Her tasting cake was almond with jasmine oolong mousse and coconut gelee. The judges appreciated the flavor combination and its tie to the design of the cake.
“This was my first professional competition and my first attempt at building anything on this scale, so there were definitely some tribulations along the way. I was simply thrilled that my cake made it down from Chicago! The judges and fellow competitors offered really great tips and insight. I think the most impactful message that was imparted to me that weekend is that being a cake artist is a legitimate career path which is gaining recognition. Pastry Live was a very inspiring and recharging event.”

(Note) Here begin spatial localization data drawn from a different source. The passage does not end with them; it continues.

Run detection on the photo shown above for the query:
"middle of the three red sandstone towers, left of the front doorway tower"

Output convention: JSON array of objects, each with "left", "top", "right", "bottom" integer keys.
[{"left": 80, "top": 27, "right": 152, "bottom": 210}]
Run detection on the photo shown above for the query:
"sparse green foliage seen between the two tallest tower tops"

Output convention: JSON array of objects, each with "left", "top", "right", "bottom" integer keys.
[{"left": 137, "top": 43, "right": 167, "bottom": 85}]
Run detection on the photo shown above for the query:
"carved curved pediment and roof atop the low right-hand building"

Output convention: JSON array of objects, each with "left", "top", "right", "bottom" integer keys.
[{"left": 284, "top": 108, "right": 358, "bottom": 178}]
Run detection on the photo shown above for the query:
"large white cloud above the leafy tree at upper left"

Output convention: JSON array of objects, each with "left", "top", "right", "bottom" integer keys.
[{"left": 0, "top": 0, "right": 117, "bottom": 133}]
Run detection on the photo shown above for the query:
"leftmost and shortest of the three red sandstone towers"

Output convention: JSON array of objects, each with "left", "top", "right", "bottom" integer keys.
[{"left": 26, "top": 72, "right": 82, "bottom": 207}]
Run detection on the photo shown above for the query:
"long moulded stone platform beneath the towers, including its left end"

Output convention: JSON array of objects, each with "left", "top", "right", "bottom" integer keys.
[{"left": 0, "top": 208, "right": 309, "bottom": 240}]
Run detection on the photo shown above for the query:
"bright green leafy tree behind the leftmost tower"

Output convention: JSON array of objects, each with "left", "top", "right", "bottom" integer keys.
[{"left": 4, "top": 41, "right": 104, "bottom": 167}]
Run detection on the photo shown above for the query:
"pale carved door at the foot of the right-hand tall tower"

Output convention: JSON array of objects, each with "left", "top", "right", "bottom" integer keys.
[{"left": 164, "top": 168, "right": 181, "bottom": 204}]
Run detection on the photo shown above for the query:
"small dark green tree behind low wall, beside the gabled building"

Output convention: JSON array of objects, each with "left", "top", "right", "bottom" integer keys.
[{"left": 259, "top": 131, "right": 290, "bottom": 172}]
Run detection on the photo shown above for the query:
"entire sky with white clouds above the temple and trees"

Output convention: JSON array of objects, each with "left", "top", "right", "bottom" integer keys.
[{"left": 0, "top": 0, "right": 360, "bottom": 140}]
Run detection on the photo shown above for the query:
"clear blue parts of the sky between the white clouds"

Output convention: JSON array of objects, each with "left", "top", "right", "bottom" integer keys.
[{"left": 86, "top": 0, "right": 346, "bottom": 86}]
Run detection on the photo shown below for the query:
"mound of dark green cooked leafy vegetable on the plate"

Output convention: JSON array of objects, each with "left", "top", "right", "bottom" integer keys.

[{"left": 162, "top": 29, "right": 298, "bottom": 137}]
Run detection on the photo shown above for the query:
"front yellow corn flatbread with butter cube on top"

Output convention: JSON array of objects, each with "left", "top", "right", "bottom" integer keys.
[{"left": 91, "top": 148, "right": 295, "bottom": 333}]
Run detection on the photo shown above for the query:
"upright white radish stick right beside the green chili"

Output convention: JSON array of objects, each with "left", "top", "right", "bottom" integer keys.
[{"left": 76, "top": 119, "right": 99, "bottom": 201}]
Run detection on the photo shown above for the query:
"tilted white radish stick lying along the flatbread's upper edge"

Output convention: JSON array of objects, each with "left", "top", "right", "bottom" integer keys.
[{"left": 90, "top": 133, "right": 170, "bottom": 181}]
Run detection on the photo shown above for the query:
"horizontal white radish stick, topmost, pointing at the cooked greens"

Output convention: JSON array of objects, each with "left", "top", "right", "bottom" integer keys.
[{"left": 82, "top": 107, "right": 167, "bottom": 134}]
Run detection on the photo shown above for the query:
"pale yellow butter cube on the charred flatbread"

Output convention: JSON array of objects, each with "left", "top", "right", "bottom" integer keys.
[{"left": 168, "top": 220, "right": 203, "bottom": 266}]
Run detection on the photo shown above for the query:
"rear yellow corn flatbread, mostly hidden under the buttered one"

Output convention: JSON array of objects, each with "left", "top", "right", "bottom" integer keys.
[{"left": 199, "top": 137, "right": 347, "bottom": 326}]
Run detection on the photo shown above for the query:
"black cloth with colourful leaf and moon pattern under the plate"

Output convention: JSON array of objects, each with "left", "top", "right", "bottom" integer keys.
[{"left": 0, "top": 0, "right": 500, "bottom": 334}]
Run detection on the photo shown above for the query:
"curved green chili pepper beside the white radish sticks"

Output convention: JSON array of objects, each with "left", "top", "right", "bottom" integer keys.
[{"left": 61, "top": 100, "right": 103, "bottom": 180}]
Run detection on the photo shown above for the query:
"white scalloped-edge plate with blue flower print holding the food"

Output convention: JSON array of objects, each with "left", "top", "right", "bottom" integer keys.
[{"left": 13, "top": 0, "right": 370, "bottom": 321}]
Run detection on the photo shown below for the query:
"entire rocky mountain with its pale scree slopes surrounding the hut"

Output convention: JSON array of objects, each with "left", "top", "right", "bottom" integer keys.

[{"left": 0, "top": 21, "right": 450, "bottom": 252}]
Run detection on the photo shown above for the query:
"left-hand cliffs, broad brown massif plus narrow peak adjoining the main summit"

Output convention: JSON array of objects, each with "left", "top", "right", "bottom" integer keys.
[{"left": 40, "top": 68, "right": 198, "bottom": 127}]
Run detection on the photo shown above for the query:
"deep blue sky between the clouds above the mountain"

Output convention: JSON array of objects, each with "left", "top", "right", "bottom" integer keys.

Second Place, Sculpted Cakes: Katharina McCawley , Pretty Cake Machine
“My piece displayed toys common to central Europe between 1920-1950,” explained Katarina. My references consisted almost entirely of family photos from the period, many of which featured my grandparents and their siblings clutching cherished toys, which were often handmade and one of a kind. For example, my grandfather’s mother was a seamstress and created dresses for her daughters’ dolls that ended up reflecting their own fashion. I tried to incorporate details reflective of facts like this in the cake, and also tried to keep it as visually accurate to the time period as I could.”

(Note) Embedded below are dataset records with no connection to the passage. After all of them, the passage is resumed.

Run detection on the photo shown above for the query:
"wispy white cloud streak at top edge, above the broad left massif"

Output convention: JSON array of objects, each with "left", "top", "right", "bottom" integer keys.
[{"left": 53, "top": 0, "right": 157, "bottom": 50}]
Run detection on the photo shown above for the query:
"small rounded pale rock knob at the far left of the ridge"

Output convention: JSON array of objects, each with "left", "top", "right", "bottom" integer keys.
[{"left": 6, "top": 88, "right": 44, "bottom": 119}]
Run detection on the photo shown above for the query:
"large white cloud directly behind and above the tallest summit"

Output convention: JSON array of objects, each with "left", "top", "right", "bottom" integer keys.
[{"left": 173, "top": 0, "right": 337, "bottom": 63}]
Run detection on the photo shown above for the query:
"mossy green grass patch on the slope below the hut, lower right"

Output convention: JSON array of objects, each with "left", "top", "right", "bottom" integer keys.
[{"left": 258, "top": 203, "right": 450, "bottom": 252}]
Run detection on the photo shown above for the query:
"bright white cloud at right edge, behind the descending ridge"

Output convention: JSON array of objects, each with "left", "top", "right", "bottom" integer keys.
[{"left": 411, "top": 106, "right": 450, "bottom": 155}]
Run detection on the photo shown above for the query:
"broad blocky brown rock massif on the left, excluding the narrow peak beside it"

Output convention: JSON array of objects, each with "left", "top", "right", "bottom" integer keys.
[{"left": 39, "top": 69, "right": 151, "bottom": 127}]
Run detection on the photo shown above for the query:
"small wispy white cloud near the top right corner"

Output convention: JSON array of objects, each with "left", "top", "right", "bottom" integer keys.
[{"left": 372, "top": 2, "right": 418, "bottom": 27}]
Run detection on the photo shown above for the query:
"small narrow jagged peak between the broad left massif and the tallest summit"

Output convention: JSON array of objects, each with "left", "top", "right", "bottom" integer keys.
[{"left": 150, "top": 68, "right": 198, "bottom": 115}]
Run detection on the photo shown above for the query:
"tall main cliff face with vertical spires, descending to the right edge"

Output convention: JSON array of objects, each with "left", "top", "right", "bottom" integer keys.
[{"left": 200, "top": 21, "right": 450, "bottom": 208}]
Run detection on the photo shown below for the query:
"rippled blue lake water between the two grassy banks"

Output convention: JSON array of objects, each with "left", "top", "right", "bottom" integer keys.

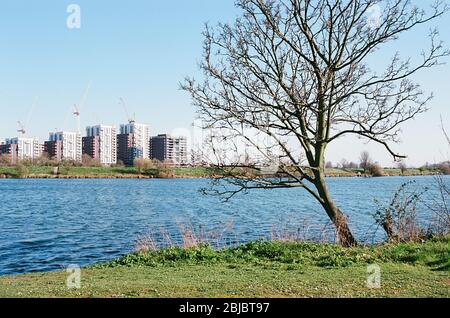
[{"left": 0, "top": 177, "right": 450, "bottom": 275}]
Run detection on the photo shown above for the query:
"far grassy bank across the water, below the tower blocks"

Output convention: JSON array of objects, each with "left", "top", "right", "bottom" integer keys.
[{"left": 0, "top": 166, "right": 438, "bottom": 179}]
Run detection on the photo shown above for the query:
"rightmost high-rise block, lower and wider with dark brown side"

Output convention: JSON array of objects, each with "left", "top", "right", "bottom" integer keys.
[{"left": 150, "top": 134, "right": 188, "bottom": 165}]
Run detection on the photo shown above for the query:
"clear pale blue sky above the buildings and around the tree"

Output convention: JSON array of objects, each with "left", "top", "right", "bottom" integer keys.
[{"left": 0, "top": 0, "right": 450, "bottom": 165}]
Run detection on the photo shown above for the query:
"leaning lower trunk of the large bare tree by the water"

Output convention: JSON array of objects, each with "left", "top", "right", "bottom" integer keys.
[{"left": 314, "top": 171, "right": 358, "bottom": 247}]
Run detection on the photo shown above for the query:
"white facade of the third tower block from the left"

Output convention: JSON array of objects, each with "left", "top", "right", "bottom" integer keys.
[{"left": 86, "top": 125, "right": 117, "bottom": 165}]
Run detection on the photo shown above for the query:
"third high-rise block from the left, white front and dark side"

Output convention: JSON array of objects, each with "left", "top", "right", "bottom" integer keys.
[{"left": 83, "top": 125, "right": 117, "bottom": 165}]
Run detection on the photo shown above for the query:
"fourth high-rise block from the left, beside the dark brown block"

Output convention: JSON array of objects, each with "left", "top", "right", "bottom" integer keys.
[{"left": 117, "top": 122, "right": 150, "bottom": 166}]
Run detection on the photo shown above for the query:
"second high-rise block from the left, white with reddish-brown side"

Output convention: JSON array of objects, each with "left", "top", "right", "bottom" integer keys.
[{"left": 45, "top": 131, "right": 82, "bottom": 162}]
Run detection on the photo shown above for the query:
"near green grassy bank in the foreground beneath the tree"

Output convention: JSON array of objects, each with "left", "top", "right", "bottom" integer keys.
[{"left": 0, "top": 238, "right": 450, "bottom": 297}]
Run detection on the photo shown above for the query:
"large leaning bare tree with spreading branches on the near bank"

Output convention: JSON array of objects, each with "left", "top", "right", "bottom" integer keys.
[{"left": 181, "top": 0, "right": 449, "bottom": 246}]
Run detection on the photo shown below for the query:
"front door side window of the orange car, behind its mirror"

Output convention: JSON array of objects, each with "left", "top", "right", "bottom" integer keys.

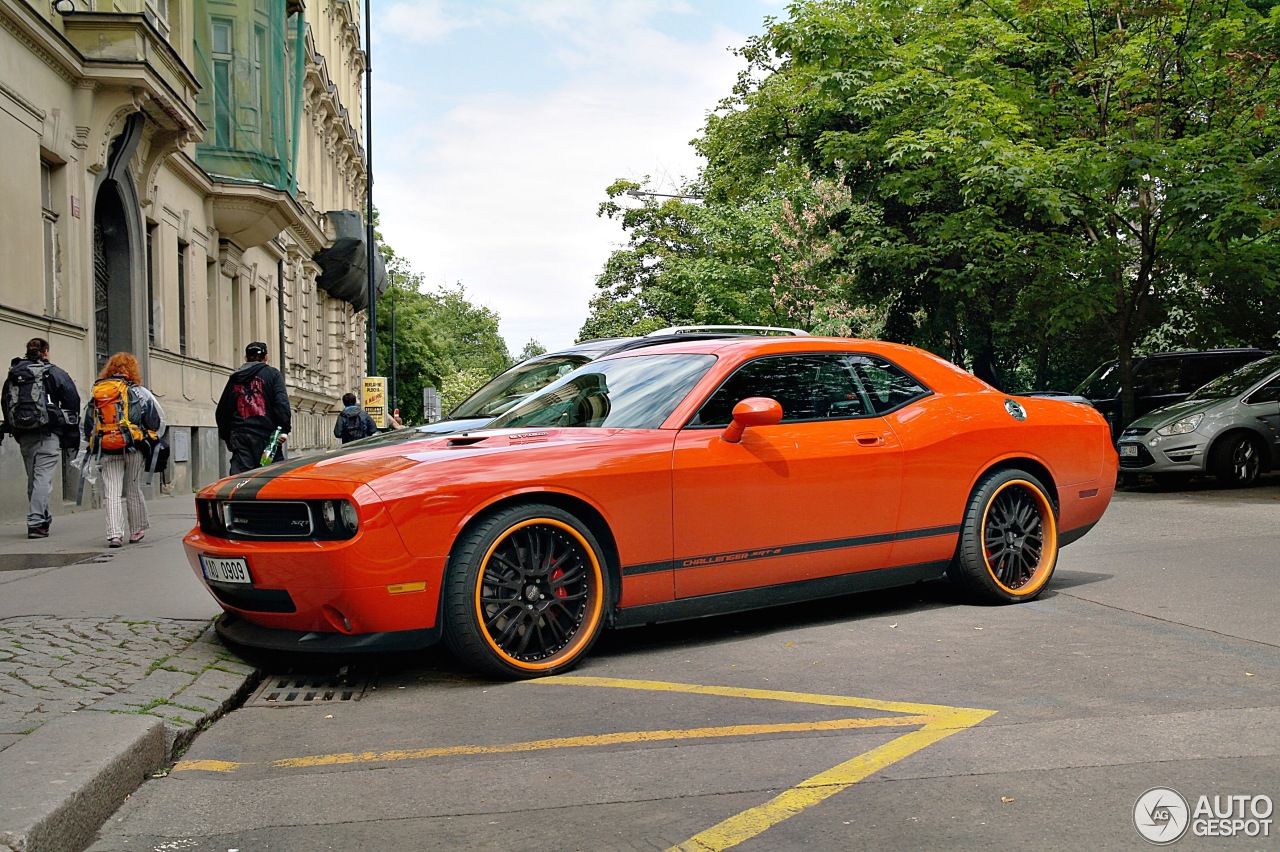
[{"left": 690, "top": 353, "right": 870, "bottom": 426}]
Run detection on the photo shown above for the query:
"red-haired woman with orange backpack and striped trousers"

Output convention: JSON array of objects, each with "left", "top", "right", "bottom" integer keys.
[{"left": 84, "top": 352, "right": 164, "bottom": 548}]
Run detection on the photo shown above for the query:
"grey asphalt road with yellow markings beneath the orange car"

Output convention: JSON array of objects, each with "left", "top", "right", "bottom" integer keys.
[{"left": 92, "top": 476, "right": 1280, "bottom": 852}]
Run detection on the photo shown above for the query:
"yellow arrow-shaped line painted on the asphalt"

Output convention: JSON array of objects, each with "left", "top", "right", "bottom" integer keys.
[{"left": 174, "top": 675, "right": 996, "bottom": 852}]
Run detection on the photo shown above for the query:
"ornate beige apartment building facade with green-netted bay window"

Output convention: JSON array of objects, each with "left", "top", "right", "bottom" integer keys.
[{"left": 0, "top": 0, "right": 385, "bottom": 521}]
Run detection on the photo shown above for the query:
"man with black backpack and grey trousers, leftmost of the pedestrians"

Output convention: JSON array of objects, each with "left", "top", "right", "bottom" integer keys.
[{"left": 0, "top": 338, "right": 79, "bottom": 539}]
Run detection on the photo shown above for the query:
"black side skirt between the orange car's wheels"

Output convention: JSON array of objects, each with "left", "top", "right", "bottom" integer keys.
[{"left": 612, "top": 560, "right": 950, "bottom": 627}]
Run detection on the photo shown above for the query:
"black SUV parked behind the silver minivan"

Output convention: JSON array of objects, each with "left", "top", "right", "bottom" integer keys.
[{"left": 1075, "top": 349, "right": 1271, "bottom": 438}]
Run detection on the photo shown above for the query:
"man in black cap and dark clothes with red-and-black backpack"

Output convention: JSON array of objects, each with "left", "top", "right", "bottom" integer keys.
[{"left": 215, "top": 342, "right": 292, "bottom": 473}]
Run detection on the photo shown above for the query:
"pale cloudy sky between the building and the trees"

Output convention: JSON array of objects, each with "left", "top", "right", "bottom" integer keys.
[{"left": 371, "top": 0, "right": 785, "bottom": 356}]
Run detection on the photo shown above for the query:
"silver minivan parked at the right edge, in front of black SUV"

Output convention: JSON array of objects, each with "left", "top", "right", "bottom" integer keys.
[{"left": 1117, "top": 356, "right": 1280, "bottom": 486}]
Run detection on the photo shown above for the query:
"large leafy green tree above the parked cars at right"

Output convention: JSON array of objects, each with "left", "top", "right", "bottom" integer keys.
[{"left": 696, "top": 0, "right": 1280, "bottom": 414}]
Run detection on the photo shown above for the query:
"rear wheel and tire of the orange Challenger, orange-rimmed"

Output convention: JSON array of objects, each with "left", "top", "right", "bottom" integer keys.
[{"left": 947, "top": 469, "right": 1057, "bottom": 604}]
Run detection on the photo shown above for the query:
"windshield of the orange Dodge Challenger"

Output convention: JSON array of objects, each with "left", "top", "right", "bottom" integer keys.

Her tasting cake was a reworked version of Schwimmbadtorte, a German cake consisting of layers of vanilla butter cake, meringue with toasted almonds, whipped cream and gooseberry filling. Since this would be impossible to stack, she tweaked profile, keeping the gooseberry filling, but using almond dacquoise and triple sec Italian buttercream instead of meringue and whipped cream, while the sled was made of gingerbread.
She’s posted a nicely detailed explanation (part one) of her process over on her blog. It’s definitely worth checking out!

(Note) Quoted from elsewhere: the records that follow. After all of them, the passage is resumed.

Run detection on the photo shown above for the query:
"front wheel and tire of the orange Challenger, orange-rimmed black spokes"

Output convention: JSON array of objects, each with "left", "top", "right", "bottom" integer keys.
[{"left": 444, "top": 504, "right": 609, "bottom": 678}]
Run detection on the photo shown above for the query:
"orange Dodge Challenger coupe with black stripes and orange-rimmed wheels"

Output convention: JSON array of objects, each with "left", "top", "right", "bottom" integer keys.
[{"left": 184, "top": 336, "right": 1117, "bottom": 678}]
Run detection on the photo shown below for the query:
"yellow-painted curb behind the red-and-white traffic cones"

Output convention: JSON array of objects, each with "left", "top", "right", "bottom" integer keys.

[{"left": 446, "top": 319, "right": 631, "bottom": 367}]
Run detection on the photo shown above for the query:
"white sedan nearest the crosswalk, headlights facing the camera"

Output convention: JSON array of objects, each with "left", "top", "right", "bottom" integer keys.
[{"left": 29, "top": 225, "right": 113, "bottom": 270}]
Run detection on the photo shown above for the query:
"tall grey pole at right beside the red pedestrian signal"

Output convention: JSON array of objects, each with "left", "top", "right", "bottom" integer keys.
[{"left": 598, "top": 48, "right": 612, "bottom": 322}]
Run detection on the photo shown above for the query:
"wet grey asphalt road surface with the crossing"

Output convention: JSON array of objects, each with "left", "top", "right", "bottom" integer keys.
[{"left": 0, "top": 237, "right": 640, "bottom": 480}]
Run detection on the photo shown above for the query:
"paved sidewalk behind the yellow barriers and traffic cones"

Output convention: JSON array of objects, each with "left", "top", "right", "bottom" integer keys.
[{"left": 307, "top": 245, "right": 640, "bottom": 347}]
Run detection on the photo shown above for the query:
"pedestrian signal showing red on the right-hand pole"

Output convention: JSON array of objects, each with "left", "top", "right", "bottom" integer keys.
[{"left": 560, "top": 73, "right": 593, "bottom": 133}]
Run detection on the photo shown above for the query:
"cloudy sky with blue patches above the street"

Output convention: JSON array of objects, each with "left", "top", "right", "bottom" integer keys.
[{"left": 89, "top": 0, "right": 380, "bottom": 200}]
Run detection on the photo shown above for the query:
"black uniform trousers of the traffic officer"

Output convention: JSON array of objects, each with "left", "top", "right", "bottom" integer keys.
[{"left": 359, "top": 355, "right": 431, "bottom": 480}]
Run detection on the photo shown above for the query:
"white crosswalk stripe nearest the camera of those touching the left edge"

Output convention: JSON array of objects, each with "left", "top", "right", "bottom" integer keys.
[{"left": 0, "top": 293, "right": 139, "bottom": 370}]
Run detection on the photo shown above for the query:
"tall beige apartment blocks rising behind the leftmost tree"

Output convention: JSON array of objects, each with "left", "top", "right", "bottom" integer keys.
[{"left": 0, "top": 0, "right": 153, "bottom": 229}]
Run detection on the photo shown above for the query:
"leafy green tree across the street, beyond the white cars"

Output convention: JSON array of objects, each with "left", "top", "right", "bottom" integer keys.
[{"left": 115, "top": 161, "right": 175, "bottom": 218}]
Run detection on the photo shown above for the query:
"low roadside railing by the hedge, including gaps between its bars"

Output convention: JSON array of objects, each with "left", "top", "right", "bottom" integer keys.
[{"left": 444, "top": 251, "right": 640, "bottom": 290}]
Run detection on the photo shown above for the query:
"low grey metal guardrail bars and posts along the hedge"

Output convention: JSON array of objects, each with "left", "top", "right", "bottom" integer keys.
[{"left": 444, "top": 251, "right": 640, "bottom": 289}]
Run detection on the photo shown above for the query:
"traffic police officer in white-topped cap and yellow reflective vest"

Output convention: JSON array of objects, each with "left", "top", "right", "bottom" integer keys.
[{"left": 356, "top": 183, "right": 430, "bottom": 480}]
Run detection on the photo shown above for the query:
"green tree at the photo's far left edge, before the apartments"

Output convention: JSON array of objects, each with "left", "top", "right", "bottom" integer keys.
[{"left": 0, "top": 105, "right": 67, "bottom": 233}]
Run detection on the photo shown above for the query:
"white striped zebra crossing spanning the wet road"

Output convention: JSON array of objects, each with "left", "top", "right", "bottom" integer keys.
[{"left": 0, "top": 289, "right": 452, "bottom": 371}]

Third Place, Sculpted Cakes: Marilyn Bawol, Unique Cakes
“I wanted to include a bit of mischief in the piece, so this was a whimsical look at what toys do when nobody is watching,” explained Marilyn. “The toys painted on the sides of the box come to life—the monkey cranks the crank, the soldiers start to march and Jack-in-the-box becomes a rag doll puppeteer.”
Marilyn used a new product of her own design, called Flexique, which remains flexible indefinitely. This was used for the doll’s dress and Jack’s hat and, in combination with wafer paper, for Jack’s frilled neck and sleeves and puppet strings. The doll’s hair was a mix of Flexique and fondant which allowed her to braid the yarn hair.